Self-management tool

Most relapses are preceded by detectable early signs. A daily 30-second check-in — sleep, mood, anything notable — builds self-knowledge that is genuinely protective.

Catching a shift early is one of the most powerful things you can do

Most people have a personal pattern that shows up days to weeks before a full episode. Learning yours lets you and your team act before things escalate.

Heading up

Mania / hypomania

  • Needing less sleep but feeling energized
  • Racing thoughts, ideas coming fast
  • Unusually confident, irritable, or invincible
  • Talking more and faster
  • Impulsive spending, decisions, or risks
  • Others noticing before you do
Heading down

Bipolar depression

  • Withdrawing from people and activities
  • Sleeping much more (or severe insomnia)
  • Feeling slowed, heavy, unmotivated
  • Trouble concentrating or deciding
  • Hopelessness or feeling like a burden
  • Thoughts of death or not being here

If you’re in crisis

If you’re thinking about suicide or harming yourself, you don’t have to wait for an appointment. Call or text 988 (Suicide Crisis Helpline, 24/7), call or text the Distress Centre Calgary at 403-266-HELP (4357), or for health advice call Health Link 811. If you are in immediate danger, call 911 or go to your nearest emergency department.

Especially in maintenance

Medication stabilizes the biology; therapy reaches the patterns medication can’t. Several approaches have strong evidence in bipolar disorder specifically.

Psychoeducation

Understanding your illness is itself a treatment — learning your triggers, medications, and early warning signs reduces relapse. Usually the starting point.

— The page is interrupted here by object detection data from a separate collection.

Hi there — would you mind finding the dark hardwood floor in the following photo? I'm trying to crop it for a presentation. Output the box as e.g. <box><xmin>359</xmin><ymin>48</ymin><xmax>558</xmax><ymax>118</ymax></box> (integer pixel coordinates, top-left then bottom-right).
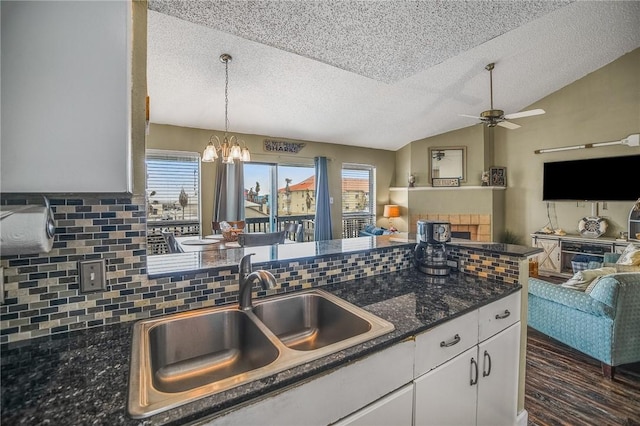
<box><xmin>524</xmin><ymin>327</ymin><xmax>640</xmax><ymax>426</ymax></box>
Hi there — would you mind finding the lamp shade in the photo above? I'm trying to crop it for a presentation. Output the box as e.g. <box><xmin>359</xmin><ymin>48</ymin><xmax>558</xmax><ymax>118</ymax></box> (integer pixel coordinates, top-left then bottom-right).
<box><xmin>382</xmin><ymin>204</ymin><xmax>400</xmax><ymax>217</ymax></box>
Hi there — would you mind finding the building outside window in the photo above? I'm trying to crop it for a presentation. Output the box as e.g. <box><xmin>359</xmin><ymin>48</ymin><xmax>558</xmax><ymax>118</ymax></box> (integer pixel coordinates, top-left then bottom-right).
<box><xmin>342</xmin><ymin>163</ymin><xmax>376</xmax><ymax>238</ymax></box>
<box><xmin>145</xmin><ymin>149</ymin><xmax>201</xmax><ymax>254</ymax></box>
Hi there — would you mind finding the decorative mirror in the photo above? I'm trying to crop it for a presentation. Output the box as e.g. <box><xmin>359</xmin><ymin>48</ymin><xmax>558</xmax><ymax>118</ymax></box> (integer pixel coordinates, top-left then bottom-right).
<box><xmin>429</xmin><ymin>146</ymin><xmax>467</xmax><ymax>183</ymax></box>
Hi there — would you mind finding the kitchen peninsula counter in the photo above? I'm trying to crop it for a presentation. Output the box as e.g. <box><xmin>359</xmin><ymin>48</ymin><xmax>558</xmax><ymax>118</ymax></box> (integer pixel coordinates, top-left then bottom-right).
<box><xmin>147</xmin><ymin>233</ymin><xmax>541</xmax><ymax>278</ymax></box>
<box><xmin>1</xmin><ymin>268</ymin><xmax>524</xmax><ymax>425</ymax></box>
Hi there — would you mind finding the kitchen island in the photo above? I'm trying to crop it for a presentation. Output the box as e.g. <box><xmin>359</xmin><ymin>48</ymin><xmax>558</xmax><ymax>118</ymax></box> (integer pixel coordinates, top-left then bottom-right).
<box><xmin>2</xmin><ymin>268</ymin><xmax>520</xmax><ymax>425</ymax></box>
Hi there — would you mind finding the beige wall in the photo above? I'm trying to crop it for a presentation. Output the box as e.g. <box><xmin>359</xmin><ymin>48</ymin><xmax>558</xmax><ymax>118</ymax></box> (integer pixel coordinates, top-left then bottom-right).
<box><xmin>395</xmin><ymin>49</ymin><xmax>640</xmax><ymax>243</ymax></box>
<box><xmin>131</xmin><ymin>0</ymin><xmax>147</xmax><ymax>195</ymax></box>
<box><xmin>147</xmin><ymin>124</ymin><xmax>395</xmax><ymax>238</ymax></box>
<box><xmin>495</xmin><ymin>49</ymin><xmax>640</xmax><ymax>241</ymax></box>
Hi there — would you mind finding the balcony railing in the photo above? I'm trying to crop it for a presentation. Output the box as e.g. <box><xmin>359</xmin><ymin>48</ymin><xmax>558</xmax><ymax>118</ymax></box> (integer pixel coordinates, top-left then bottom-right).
<box><xmin>147</xmin><ymin>214</ymin><xmax>375</xmax><ymax>255</ymax></box>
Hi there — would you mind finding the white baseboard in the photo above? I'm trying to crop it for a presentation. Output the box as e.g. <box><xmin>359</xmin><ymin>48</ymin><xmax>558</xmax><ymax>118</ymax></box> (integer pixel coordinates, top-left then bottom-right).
<box><xmin>516</xmin><ymin>410</ymin><xmax>529</xmax><ymax>426</ymax></box>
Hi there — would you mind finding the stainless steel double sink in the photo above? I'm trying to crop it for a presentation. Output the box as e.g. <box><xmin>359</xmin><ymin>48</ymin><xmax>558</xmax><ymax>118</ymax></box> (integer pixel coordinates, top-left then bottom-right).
<box><xmin>128</xmin><ymin>290</ymin><xmax>394</xmax><ymax>418</ymax></box>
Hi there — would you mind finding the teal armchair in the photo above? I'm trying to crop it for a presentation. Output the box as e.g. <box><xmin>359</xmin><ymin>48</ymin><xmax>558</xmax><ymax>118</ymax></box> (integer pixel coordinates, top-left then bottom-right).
<box><xmin>527</xmin><ymin>272</ymin><xmax>640</xmax><ymax>378</ymax></box>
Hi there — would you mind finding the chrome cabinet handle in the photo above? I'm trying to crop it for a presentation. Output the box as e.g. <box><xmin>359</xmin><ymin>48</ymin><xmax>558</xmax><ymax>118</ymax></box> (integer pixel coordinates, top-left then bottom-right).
<box><xmin>440</xmin><ymin>334</ymin><xmax>460</xmax><ymax>348</ymax></box>
<box><xmin>469</xmin><ymin>358</ymin><xmax>478</xmax><ymax>386</ymax></box>
<box><xmin>482</xmin><ymin>351</ymin><xmax>491</xmax><ymax>377</ymax></box>
<box><xmin>496</xmin><ymin>309</ymin><xmax>511</xmax><ymax>319</ymax></box>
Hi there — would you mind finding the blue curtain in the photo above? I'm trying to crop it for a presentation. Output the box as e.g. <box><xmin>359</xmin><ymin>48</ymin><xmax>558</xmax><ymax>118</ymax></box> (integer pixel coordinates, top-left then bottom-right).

IPSRT & Family-Focused Therapy

IPSRT stabilizes daily rhythms and relationships; FFT brings key family or partners into understanding the illness and easing the tension that can trigger episodes.

CBT & MBCT

CBT (adapted for bipolar) builds coping and an early-warning action plan; MBCT helps in the depressive phase by easing rumination and building awareness of mood shifts.

This is manageable

Living well isn’t about never having a hard day — it’s about building a life where your brain has what it needs to stay stable: consistent sleep, meaningful routine, honest relationships, and treatment you understand and trust. The people who do best become genuine experts in their own patterns. Your illness is part of your story, but it is not your identity.